Here's a tip of how to get the most from your diffusion disc, also called commonly a diffuser:
First, quite simply, you must place it between the strong light source and your subject. This will immediately show you a flatter, more even lighting. However, just doing that is not always going to give you the best results. You don't want a 'flat' picture. The farther out you hold the diffuser, the more even, or flat the light becomes, and while details would all be visible, that light is often less desirable as things are too flat.

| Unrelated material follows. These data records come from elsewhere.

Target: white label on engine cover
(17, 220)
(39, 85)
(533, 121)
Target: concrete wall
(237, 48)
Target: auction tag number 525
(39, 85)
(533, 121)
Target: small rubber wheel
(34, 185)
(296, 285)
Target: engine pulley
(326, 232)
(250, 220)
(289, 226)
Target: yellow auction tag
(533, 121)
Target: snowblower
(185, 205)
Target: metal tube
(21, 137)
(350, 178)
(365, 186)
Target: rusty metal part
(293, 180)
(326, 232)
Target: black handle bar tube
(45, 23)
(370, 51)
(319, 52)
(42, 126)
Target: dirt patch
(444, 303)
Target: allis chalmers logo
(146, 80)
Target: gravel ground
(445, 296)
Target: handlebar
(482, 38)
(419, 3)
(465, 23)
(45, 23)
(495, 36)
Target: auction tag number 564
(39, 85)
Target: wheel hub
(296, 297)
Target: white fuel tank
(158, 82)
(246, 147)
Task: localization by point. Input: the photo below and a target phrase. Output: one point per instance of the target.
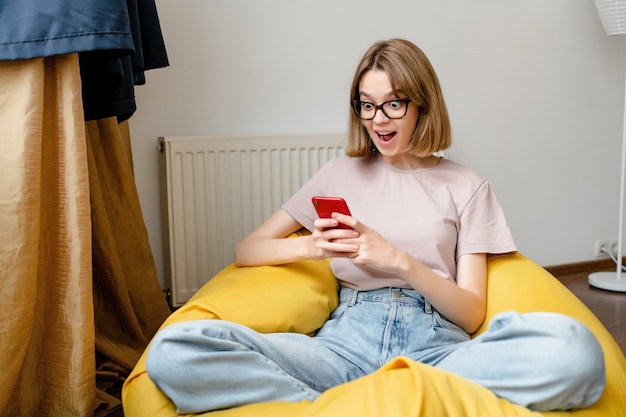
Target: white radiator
(217, 190)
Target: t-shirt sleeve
(482, 225)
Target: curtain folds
(129, 304)
(79, 293)
(47, 325)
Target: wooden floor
(608, 306)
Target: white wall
(534, 89)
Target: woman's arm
(464, 303)
(267, 244)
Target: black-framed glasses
(393, 109)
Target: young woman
(412, 271)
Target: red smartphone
(325, 206)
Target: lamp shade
(613, 16)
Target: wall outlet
(609, 244)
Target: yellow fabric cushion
(299, 297)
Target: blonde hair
(411, 73)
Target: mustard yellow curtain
(79, 296)
(128, 302)
(47, 335)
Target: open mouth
(386, 137)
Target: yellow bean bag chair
(299, 298)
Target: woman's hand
(366, 246)
(329, 241)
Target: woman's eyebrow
(390, 94)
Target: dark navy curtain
(117, 40)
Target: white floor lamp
(613, 16)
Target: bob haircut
(411, 74)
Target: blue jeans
(543, 361)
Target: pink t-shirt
(435, 214)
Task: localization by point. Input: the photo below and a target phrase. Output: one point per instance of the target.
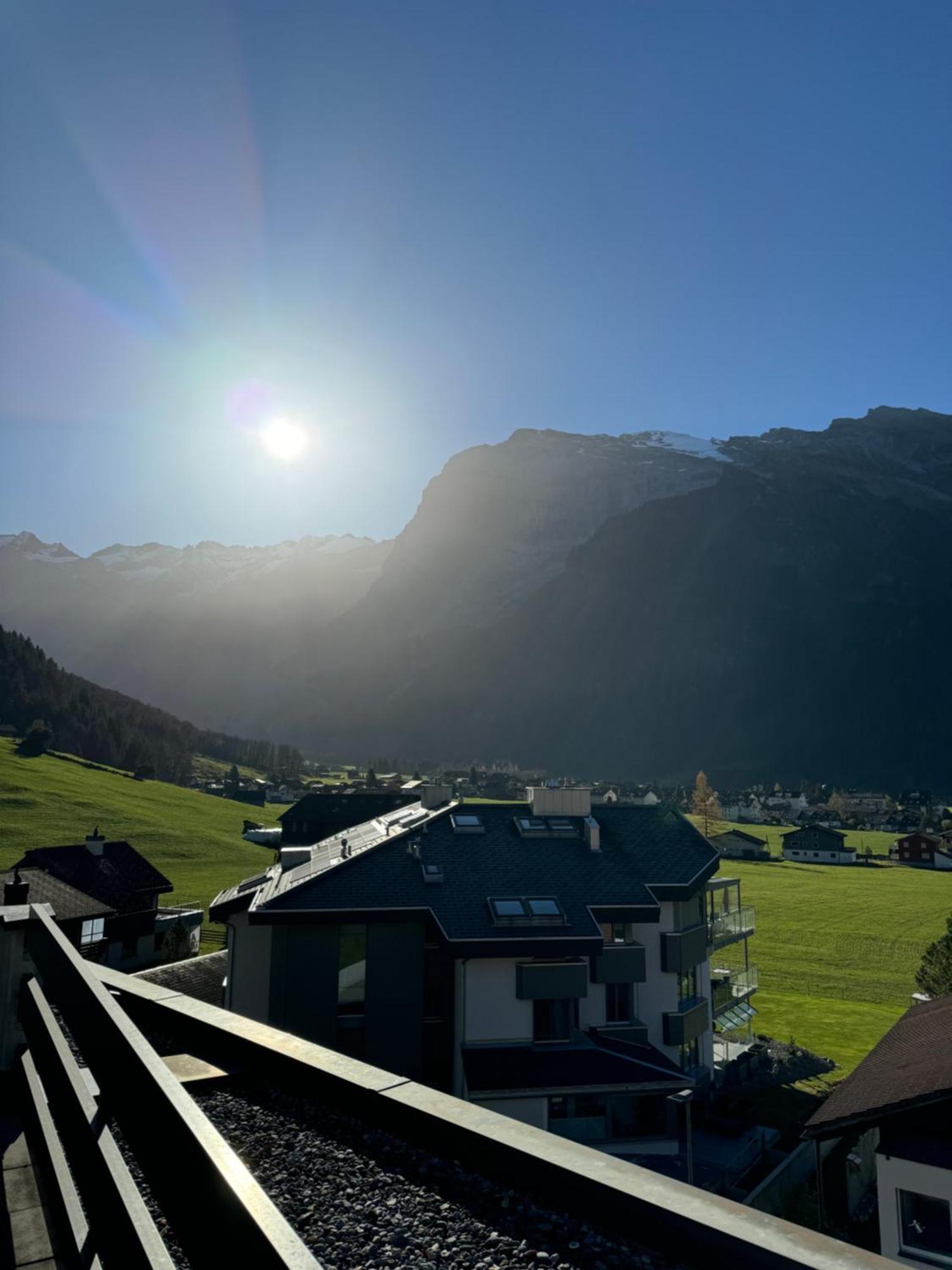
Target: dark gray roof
(493, 1069)
(200, 977)
(644, 850)
(67, 901)
(117, 878)
(819, 829)
(909, 1067)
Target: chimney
(16, 892)
(96, 843)
(559, 802)
(436, 796)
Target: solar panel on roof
(251, 882)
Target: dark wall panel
(395, 996)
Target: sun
(284, 440)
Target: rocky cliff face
(769, 606)
(784, 619)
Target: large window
(619, 933)
(618, 1003)
(690, 1056)
(92, 932)
(352, 970)
(554, 1020)
(925, 1226)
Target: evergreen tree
(705, 803)
(39, 740)
(935, 973)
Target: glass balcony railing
(729, 987)
(734, 925)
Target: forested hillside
(110, 728)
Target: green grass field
(860, 839)
(837, 947)
(195, 840)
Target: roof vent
(546, 802)
(436, 796)
(294, 857)
(16, 892)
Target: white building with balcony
(539, 959)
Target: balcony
(684, 949)
(732, 987)
(737, 924)
(690, 1020)
(620, 963)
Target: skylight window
(545, 827)
(526, 911)
(544, 907)
(507, 907)
(465, 822)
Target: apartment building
(535, 958)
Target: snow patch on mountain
(681, 444)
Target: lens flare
(284, 440)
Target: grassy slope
(195, 840)
(838, 948)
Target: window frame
(92, 932)
(918, 1252)
(563, 1019)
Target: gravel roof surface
(360, 1198)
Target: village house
(131, 929)
(321, 816)
(538, 959)
(81, 918)
(738, 845)
(818, 845)
(899, 1106)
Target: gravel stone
(360, 1198)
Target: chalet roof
(819, 829)
(909, 1067)
(493, 1069)
(647, 854)
(67, 901)
(200, 977)
(112, 878)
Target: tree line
(51, 708)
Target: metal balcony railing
(737, 924)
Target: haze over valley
(644, 605)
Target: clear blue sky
(411, 228)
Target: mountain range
(645, 605)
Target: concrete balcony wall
(621, 965)
(684, 949)
(681, 1027)
(552, 981)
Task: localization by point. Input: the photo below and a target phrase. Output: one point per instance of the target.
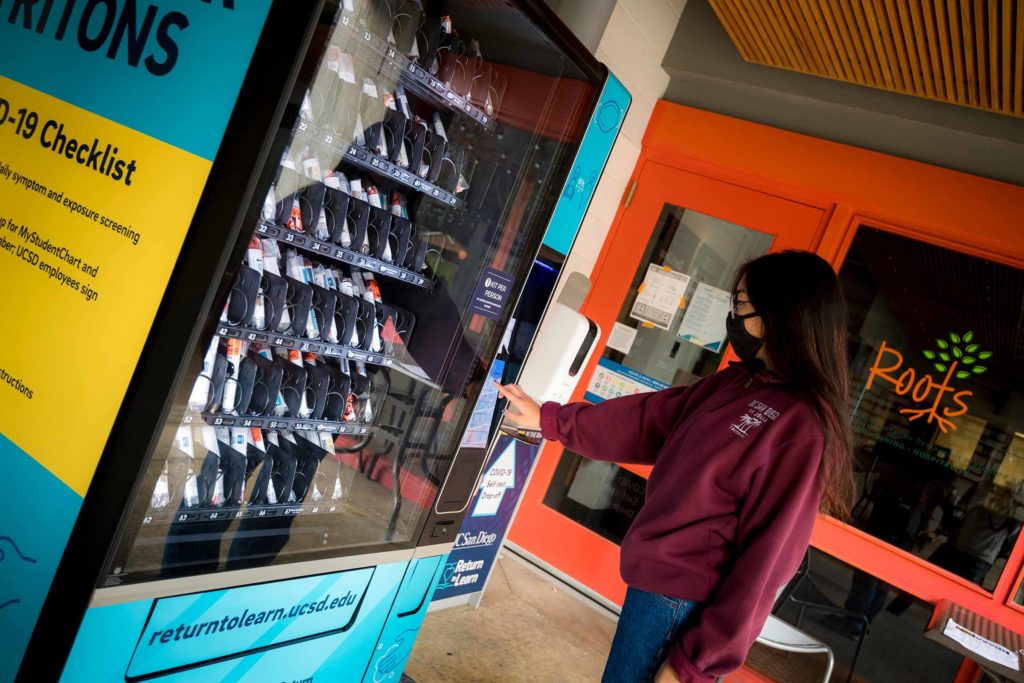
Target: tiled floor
(529, 628)
(526, 629)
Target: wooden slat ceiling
(967, 52)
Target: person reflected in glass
(981, 536)
(907, 492)
(743, 460)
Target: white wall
(633, 46)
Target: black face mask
(743, 343)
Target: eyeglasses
(735, 307)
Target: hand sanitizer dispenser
(561, 349)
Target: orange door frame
(729, 167)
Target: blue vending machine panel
(404, 621)
(309, 629)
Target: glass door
(660, 296)
(412, 184)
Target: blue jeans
(648, 626)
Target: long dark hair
(801, 305)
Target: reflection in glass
(604, 497)
(418, 161)
(890, 649)
(937, 407)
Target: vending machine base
(351, 626)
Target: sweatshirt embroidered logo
(757, 415)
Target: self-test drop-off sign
(493, 292)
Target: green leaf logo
(951, 352)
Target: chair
(802, 592)
(778, 635)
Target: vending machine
(288, 468)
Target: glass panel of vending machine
(414, 175)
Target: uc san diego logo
(757, 414)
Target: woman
(742, 462)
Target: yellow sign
(92, 216)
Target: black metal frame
(203, 274)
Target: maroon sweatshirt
(730, 501)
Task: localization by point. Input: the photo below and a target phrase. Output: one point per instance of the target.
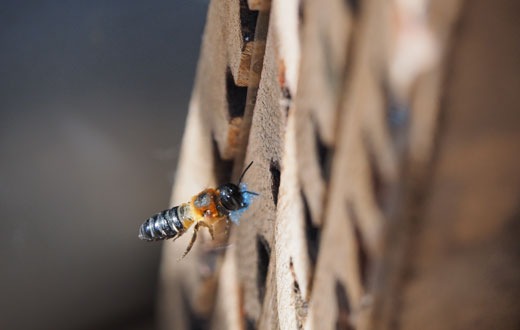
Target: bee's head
(231, 197)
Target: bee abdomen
(163, 225)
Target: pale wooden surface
(372, 128)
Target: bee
(227, 202)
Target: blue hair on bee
(247, 198)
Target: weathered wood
(384, 161)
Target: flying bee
(205, 209)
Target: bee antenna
(242, 175)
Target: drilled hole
(343, 320)
(397, 116)
(312, 232)
(263, 252)
(300, 304)
(376, 179)
(274, 168)
(236, 96)
(360, 244)
(248, 19)
(222, 168)
(250, 324)
(324, 154)
(354, 6)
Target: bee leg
(192, 241)
(210, 228)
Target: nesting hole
(248, 19)
(236, 96)
(222, 167)
(324, 154)
(360, 244)
(354, 6)
(312, 232)
(343, 320)
(274, 168)
(397, 116)
(263, 253)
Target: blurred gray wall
(93, 100)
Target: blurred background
(93, 100)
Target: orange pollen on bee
(204, 206)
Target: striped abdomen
(163, 225)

But if you move the diffusion disc closer, the more the contrast increases, so even while the light is still diffused, you'll see highlights and shadows but with detail in them.
A diffuser held in close to the subject is a great way to do portraits of people, as it allows for some 3-d dimension to their faces with the gradual shift of bright to darker areas; it's also a great way to photograph close-ups of flowers and details. A diffuser in close gives some direction to the light, and a contrast that suggests the form of the object, while still allowing you to control the extreme range of light you'd have without it and to see details in all areas.
I don't have any comparison pictures that I could put my fingers on, but trust me - this really works! You'll see the wonderful glow that your subject takes on when you get the diffuser close like that. BUt the following two pictures could not have been made without a diffusion disc - or the BIG diffuser - a bright overcast day! The aspens leaves were photographed on the side of the road in New Mexico, and I hand held a diffusion disc close to the pile of leaves for a stronger glow. For the beach rocks in Acadia, I photographed before the sun crested the ridge line, and so while it was open sky, there was a direction to the light that gave dimension or form to the rocks, without the extreme contrast.
© Brenda Tharp. All rights reserved.
It's all about LIGHT - and I personally never leave home without my diffusion disc!